At the end of the year 2019, the novel Coronavirus also called SARS-CoV-2 arose in Wuhan, China. It spread rapidly across China and even in foreign countries. World Health Organization declared it to be a pandemic condition. As the coronavirus cases approach 1 million globally, researchers are making efforts to get familiar with what makes Coronavirus spread so easily and rapidly.

Actually, in China, the blast of COVID-19 cases was driven largely because the symptoms were limited, mild or no. Undetected infected people were responsible for the stealth transmission. Stealth transmission is a major challenge to researchers even though an increase in awareness increased personal protective practice. Even travel restrictions have helped to dampen the infection force.

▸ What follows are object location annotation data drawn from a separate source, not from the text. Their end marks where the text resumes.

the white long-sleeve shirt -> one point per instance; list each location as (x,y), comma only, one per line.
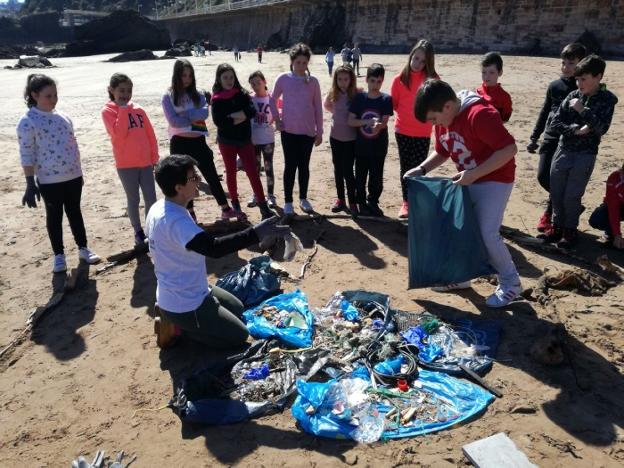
(47,142)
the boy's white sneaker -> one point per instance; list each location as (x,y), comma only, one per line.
(88,256)
(503,296)
(288,209)
(452,287)
(305,206)
(60,265)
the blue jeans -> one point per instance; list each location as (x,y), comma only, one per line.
(569,174)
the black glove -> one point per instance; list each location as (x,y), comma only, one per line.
(532,147)
(32,191)
(269,228)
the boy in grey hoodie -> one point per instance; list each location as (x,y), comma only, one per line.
(581,120)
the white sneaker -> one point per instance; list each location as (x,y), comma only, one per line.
(90,257)
(452,287)
(503,296)
(288,209)
(305,206)
(60,265)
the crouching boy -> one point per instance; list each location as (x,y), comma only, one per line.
(471,132)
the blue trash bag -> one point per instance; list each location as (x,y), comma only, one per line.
(297,337)
(459,401)
(253,283)
(444,242)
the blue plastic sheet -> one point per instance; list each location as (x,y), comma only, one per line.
(253,283)
(467,399)
(296,302)
(444,241)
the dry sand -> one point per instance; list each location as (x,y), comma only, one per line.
(93,361)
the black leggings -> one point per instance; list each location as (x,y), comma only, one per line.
(343,157)
(64,195)
(297,152)
(547,150)
(412,152)
(197,149)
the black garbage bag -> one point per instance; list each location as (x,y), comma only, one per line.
(253,283)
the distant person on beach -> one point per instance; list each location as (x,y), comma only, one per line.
(582,119)
(412,136)
(263,134)
(555,94)
(135,149)
(329,59)
(356,55)
(491,89)
(232,112)
(259,51)
(179,247)
(186,111)
(342,138)
(301,123)
(51,162)
(370,112)
(470,131)
(346,54)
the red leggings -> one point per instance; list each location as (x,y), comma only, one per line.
(247,154)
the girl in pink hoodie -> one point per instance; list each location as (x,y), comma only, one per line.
(413,137)
(134,147)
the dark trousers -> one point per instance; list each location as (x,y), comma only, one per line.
(412,152)
(297,152)
(600,219)
(58,197)
(197,149)
(547,150)
(343,157)
(216,322)
(369,165)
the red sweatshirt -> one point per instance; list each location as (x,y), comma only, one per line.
(499,98)
(475,134)
(614,199)
(403,105)
(132,135)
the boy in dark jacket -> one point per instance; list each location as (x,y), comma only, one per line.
(556,93)
(581,120)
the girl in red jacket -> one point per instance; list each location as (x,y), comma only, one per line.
(607,217)
(134,147)
(413,137)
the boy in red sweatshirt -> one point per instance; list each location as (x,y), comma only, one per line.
(134,147)
(607,216)
(491,90)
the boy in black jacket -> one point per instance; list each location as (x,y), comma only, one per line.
(555,94)
(581,120)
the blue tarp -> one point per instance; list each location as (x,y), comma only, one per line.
(295,302)
(444,241)
(467,401)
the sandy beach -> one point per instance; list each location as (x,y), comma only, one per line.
(74,386)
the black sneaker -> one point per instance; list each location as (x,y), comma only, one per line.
(375,210)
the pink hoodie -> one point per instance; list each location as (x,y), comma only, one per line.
(132,135)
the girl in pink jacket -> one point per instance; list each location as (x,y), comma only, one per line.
(134,147)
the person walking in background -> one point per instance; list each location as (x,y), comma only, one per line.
(51,162)
(329,59)
(356,55)
(134,147)
(413,136)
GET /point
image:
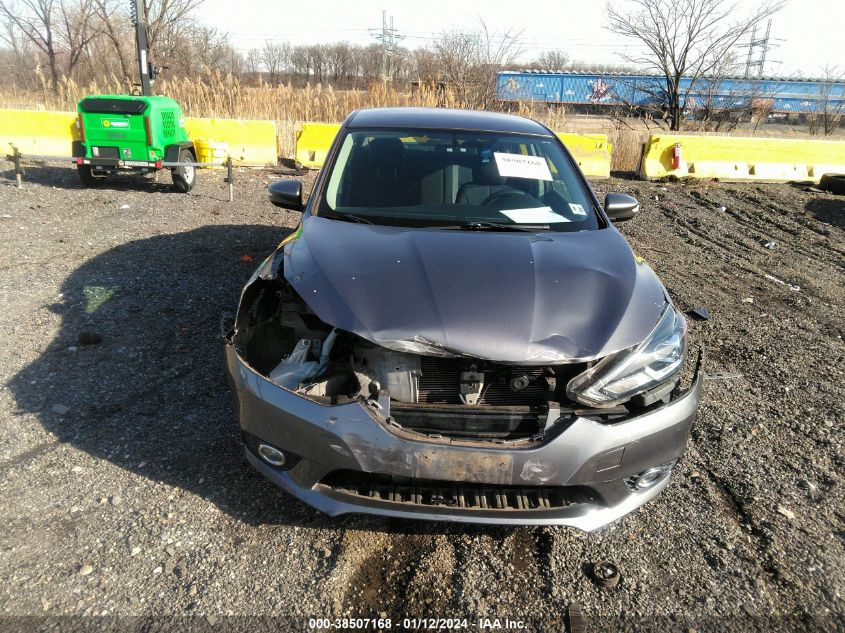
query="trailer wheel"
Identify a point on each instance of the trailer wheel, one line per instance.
(85, 175)
(185, 177)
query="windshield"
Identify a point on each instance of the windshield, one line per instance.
(435, 178)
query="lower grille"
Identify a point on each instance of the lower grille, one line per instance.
(460, 495)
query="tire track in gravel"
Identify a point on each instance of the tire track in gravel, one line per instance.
(762, 221)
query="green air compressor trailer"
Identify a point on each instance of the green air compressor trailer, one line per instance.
(133, 133)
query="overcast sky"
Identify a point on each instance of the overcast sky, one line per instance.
(808, 33)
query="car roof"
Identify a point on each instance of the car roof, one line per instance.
(444, 119)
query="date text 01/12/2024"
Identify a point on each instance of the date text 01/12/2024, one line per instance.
(416, 624)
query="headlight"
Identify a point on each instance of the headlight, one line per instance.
(621, 376)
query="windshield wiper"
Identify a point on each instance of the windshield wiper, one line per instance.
(499, 226)
(346, 217)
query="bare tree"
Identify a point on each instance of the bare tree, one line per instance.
(113, 24)
(76, 30)
(35, 20)
(683, 39)
(552, 60)
(468, 62)
(830, 107)
(274, 57)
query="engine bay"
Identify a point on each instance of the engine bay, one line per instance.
(278, 335)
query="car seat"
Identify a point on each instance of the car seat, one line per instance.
(485, 182)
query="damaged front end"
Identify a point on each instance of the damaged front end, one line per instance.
(413, 429)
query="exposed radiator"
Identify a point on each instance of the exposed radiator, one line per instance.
(441, 377)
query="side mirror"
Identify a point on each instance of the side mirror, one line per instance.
(619, 207)
(286, 194)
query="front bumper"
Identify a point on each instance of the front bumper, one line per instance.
(580, 455)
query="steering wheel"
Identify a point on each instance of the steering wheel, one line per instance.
(499, 196)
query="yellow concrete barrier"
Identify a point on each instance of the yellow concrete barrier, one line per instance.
(51, 133)
(37, 132)
(591, 151)
(250, 142)
(313, 142)
(733, 158)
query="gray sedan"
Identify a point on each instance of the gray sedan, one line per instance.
(457, 332)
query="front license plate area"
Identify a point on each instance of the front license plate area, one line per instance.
(463, 466)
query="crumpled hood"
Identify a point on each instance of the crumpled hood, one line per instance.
(518, 298)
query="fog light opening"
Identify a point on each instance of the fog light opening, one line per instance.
(650, 477)
(271, 455)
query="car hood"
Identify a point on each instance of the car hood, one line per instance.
(518, 298)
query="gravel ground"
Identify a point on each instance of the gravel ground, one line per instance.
(123, 489)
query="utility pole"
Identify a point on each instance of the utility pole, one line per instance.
(389, 37)
(763, 45)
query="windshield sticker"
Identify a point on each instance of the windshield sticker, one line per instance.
(519, 166)
(538, 215)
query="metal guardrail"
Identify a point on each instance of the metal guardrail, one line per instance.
(16, 157)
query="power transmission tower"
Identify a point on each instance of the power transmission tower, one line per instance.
(763, 45)
(389, 38)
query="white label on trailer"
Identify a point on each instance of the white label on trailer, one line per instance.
(519, 166)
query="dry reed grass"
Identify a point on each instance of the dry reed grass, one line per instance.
(224, 96)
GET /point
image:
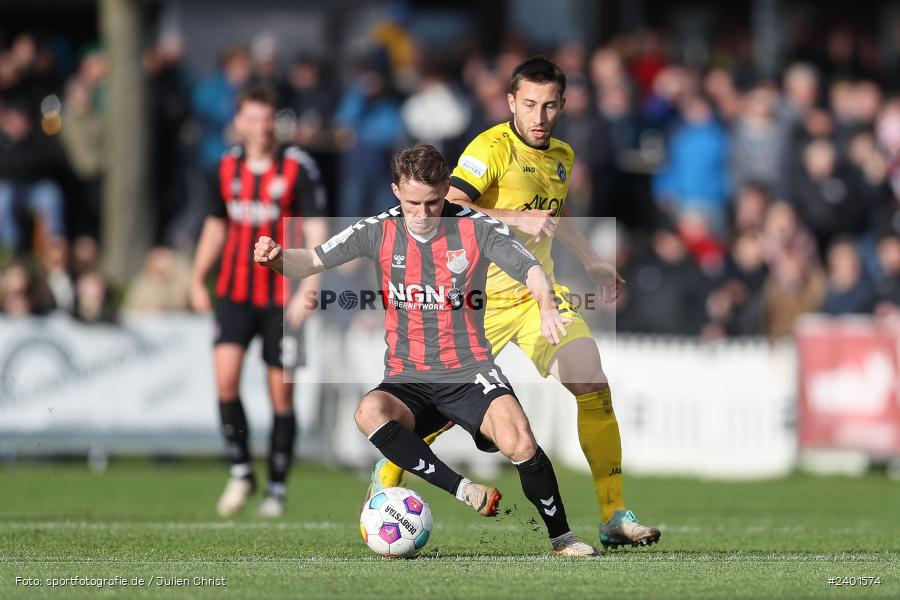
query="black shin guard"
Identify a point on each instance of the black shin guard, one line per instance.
(281, 448)
(539, 485)
(407, 450)
(234, 428)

Ongoing efforts are made to suppress the potential respiratory virus. People across the globe are given instructions to sanitize their hands after every 20 minutes. Wear a personal respiratory mask before going outside the house, maintain social distancing, and cover your mouth while sneezing & coughing.

Ongoing research on why COVID-19 spreads so fast?

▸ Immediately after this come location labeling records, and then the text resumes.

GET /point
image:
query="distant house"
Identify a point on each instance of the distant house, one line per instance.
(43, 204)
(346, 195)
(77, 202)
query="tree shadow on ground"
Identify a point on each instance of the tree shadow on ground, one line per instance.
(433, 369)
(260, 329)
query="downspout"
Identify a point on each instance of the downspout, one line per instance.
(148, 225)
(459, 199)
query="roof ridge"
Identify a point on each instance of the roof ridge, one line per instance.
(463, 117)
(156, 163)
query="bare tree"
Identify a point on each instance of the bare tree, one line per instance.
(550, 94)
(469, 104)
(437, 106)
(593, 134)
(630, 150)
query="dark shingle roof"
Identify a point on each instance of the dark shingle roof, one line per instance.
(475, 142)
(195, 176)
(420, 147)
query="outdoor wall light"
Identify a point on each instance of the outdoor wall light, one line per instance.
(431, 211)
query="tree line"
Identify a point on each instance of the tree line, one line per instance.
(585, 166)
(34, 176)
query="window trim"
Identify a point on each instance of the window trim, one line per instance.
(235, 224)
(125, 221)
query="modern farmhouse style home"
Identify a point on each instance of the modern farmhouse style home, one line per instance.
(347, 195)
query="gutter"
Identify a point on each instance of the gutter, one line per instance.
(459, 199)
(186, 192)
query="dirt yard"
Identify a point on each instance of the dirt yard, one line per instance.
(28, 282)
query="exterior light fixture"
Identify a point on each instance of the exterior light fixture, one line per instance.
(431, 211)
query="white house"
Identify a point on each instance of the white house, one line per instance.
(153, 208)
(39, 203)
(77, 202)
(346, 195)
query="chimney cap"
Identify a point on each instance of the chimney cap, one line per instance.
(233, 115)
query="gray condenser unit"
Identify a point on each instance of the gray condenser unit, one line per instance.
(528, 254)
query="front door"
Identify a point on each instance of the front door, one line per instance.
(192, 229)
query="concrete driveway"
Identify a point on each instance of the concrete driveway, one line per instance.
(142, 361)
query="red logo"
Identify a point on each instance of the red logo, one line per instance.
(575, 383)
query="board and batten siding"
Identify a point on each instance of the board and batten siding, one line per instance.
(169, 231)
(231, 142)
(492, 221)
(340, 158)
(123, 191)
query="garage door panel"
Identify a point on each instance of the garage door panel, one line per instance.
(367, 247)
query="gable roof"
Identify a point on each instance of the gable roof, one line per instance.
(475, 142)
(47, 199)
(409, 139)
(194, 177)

The researchers identified the key features related to virus via its structural and genetic analysis. It has a protein layer on its surface, which is believed to readily infect human cells. How new COVID-19 enter cell membrane receptors or human tissues? The virus protein and cell receptors have the potential to block pathogen. How this is done is still to be uncovered.

New coronavirus spreads so quickly than SARS virus that it triggered severe acute respiratory syndrome. Corona is also a kind of SARS but is 10 times more infectious. It is necessary to understand the transmission of coronavirus for future contamination and prevention.

Spiky invader

Coronavirus uses ‘spike’ protein to infect the human cell. The spike binds to the cell membrane, which is a process that gets activated via special cell enzymes. Coronavirus has spike proteins, which differ but gets activated by furin, a host cell enzyme.

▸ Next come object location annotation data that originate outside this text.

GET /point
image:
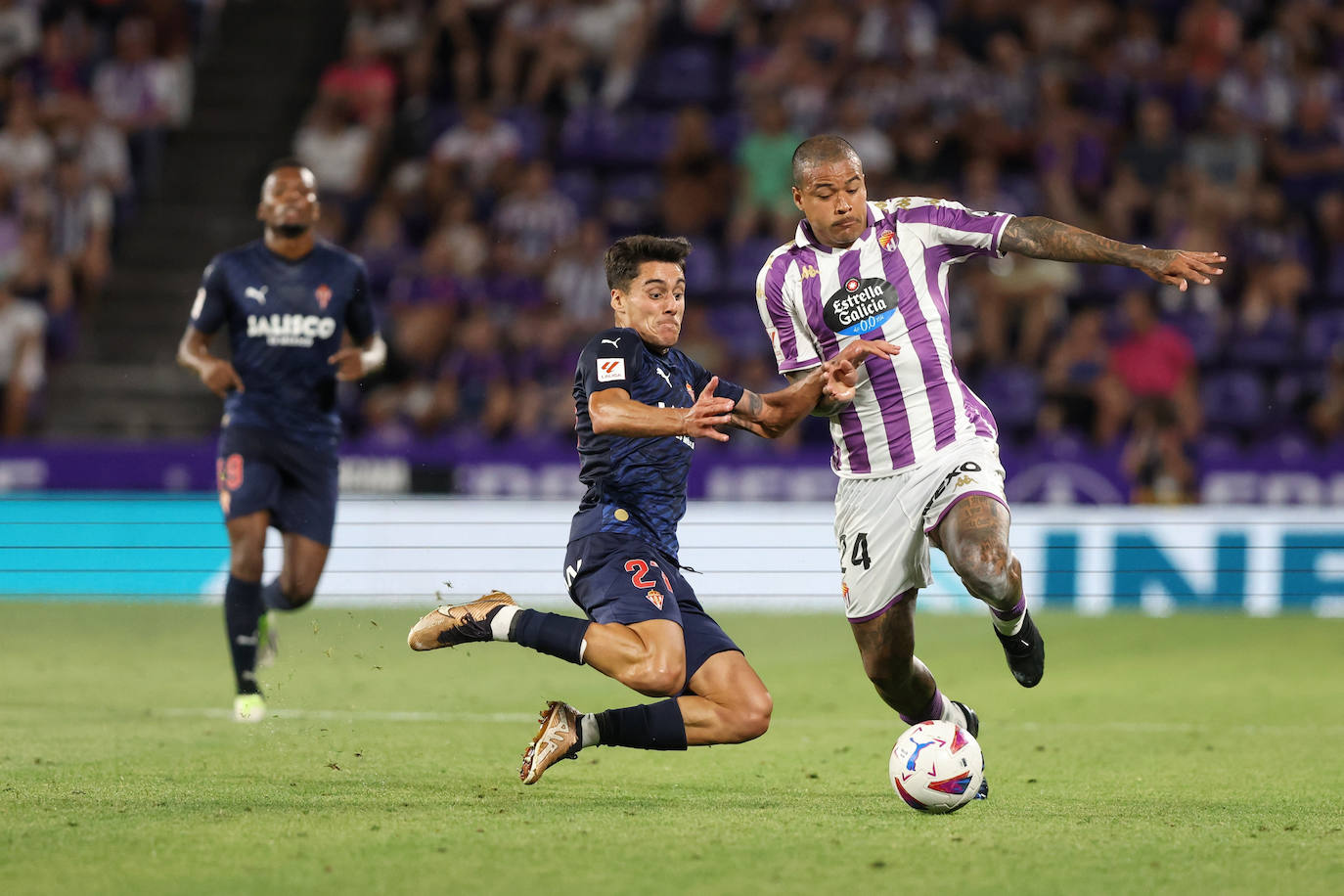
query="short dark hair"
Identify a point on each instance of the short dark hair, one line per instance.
(820, 150)
(625, 255)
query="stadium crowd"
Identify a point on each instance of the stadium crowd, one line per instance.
(89, 93)
(480, 155)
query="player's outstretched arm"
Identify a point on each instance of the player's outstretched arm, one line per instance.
(1038, 237)
(358, 362)
(216, 374)
(614, 413)
(822, 388)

Furin is present in multiple human tissues including the liver, the lungs, and the small intestines. It means the virus is capable to attack multiple internal organs. This explains some symptoms observed in infected people including liver failure.

Some researchers are cautious about comparing the furin activation sites associated with new coronavirus and flu viruses. The flu virus has haemagglutinin protein on its surface, whereas coronavirus has spike protein and both work differently. Flu virus responsible for the deadliest pandemic in 1918 does not have a furin activation site.

The current situation is that COVID-19 has an upper hand because there is no vaccine or no new treatment, which can help to reduce the mortality numbers significantly. However, until then it is wise to maintain good hygiene practice, physical and social distancing, and stay updated on COVID-19 developments to follow the guidelines.

Mask usage

Wear a mask, if you sneeze or cough frequently. Healthy people must not leave their homes without wearing masks and hand gloves. Even carry sanitizers. Never touch your mask, when worn. If you touch the mask sanitize your hands. Always discard single-use mask!